Nath’s steering of a centrist Congress towards the Hindu right was visible even during the 15 months from December 2018 to March 2020 when he served as the state’s CM before his government was toppled due to mass defection to the BJP by MLAs loyal to Jyotiraditya Scindia. In the short period that he led the state government, Nath announced various projects and schemes that could endear him and his party to the Hindus, liberal and hardline alike.

Peddling soft Hindutva

Nath’s government had unveiled projects such as the multi-crore Mahakaal Corridor in Ujjain, promised to set up gaushalas in every panchayat across the state and vowed to cracking down against cow slaughter.

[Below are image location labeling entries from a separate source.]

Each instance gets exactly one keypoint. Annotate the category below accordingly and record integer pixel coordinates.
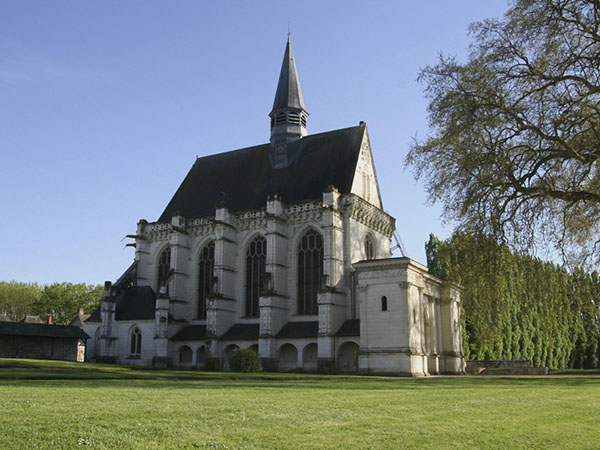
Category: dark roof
(191, 333)
(244, 178)
(242, 332)
(289, 94)
(131, 270)
(299, 330)
(136, 303)
(31, 319)
(79, 320)
(41, 330)
(95, 316)
(349, 328)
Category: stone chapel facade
(283, 248)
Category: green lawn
(58, 405)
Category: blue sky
(105, 105)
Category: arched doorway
(201, 357)
(288, 358)
(185, 356)
(348, 358)
(230, 348)
(309, 358)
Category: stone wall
(66, 349)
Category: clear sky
(105, 105)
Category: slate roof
(299, 330)
(349, 328)
(134, 303)
(242, 332)
(288, 94)
(95, 316)
(41, 330)
(244, 178)
(191, 333)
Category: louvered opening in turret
(294, 118)
(280, 119)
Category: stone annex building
(283, 248)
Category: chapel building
(283, 248)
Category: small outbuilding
(42, 341)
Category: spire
(288, 116)
(289, 94)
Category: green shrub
(244, 360)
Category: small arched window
(256, 260)
(135, 348)
(164, 267)
(310, 271)
(206, 265)
(185, 354)
(369, 248)
(384, 303)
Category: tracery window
(135, 348)
(256, 260)
(310, 271)
(369, 248)
(164, 266)
(384, 303)
(206, 265)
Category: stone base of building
(162, 362)
(395, 363)
(107, 359)
(325, 365)
(270, 365)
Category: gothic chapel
(283, 248)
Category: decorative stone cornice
(304, 212)
(367, 214)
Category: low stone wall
(504, 367)
(67, 349)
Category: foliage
(16, 299)
(59, 300)
(186, 409)
(244, 360)
(518, 307)
(514, 145)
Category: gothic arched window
(164, 266)
(256, 259)
(206, 265)
(369, 248)
(310, 271)
(135, 348)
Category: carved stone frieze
(367, 214)
(304, 212)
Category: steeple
(288, 116)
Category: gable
(365, 183)
(243, 179)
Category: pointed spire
(288, 116)
(289, 94)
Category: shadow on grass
(14, 371)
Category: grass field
(58, 405)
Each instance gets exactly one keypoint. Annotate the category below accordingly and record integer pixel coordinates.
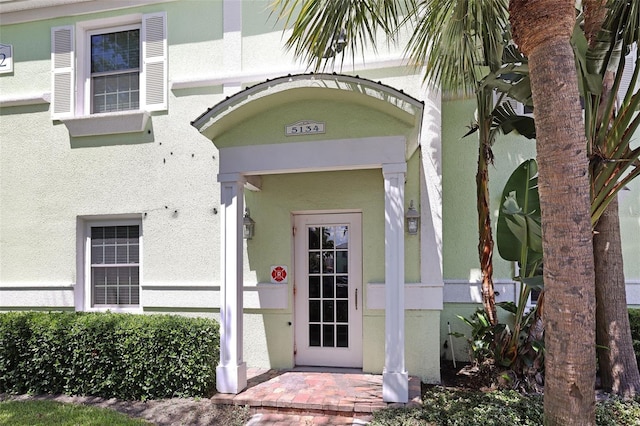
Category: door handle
(356, 299)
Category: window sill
(107, 124)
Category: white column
(231, 373)
(395, 380)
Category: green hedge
(634, 320)
(110, 355)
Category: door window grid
(328, 286)
(115, 265)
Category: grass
(441, 407)
(51, 413)
(446, 407)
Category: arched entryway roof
(350, 106)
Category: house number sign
(304, 127)
(6, 58)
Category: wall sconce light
(248, 225)
(413, 220)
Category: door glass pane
(342, 287)
(327, 335)
(328, 283)
(342, 311)
(342, 262)
(314, 311)
(314, 238)
(327, 311)
(314, 334)
(342, 336)
(327, 286)
(314, 287)
(314, 263)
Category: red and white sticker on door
(279, 274)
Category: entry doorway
(328, 289)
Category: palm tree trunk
(616, 358)
(485, 234)
(542, 30)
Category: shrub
(110, 355)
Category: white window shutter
(154, 66)
(627, 74)
(62, 72)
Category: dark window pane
(314, 238)
(327, 238)
(342, 262)
(342, 287)
(327, 336)
(112, 277)
(341, 237)
(124, 276)
(327, 287)
(122, 254)
(97, 255)
(342, 311)
(327, 311)
(314, 263)
(314, 311)
(109, 234)
(134, 254)
(124, 296)
(135, 295)
(314, 334)
(342, 336)
(328, 263)
(110, 254)
(314, 287)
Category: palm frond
(318, 25)
(456, 40)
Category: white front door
(328, 289)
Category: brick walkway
(313, 396)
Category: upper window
(115, 71)
(108, 66)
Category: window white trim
(71, 73)
(85, 286)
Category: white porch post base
(231, 378)
(395, 386)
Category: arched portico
(375, 127)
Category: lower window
(115, 265)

A strong push to appease Hindus has also been made by the state Congress organisation, which is headed by Nath since 2018. When the Supreme Court cleared the decks for construction of a Ram Mandir in Ayodhya, Nath lost no time in directing his colleagues in the MP Congress to donate generously to the corpus for building the temple.

A self-proclaimed Hanuman devotee, while Nath got a massive 101 feet Hanuman statue built in his political bastion of Chhindwara and was routinely seen visiting prominent temples in the state, he also asked his party colleagues to organise mass celebrations of all major Hindu festivals. Last year, Nath carved up a new department for ‘religion and religious events’ in the state Congress which is now helmed by Sadhvi Richa Goswami, a kathavachak or religious storyteller. While these may still seem relatively kosher means of electoral outreach, Nath posturing and politics subsequent to his unceremonious exit from power is what has left the state’s Muslims, in particular, and secularists, in general, repulsed or, at the very least, confounded.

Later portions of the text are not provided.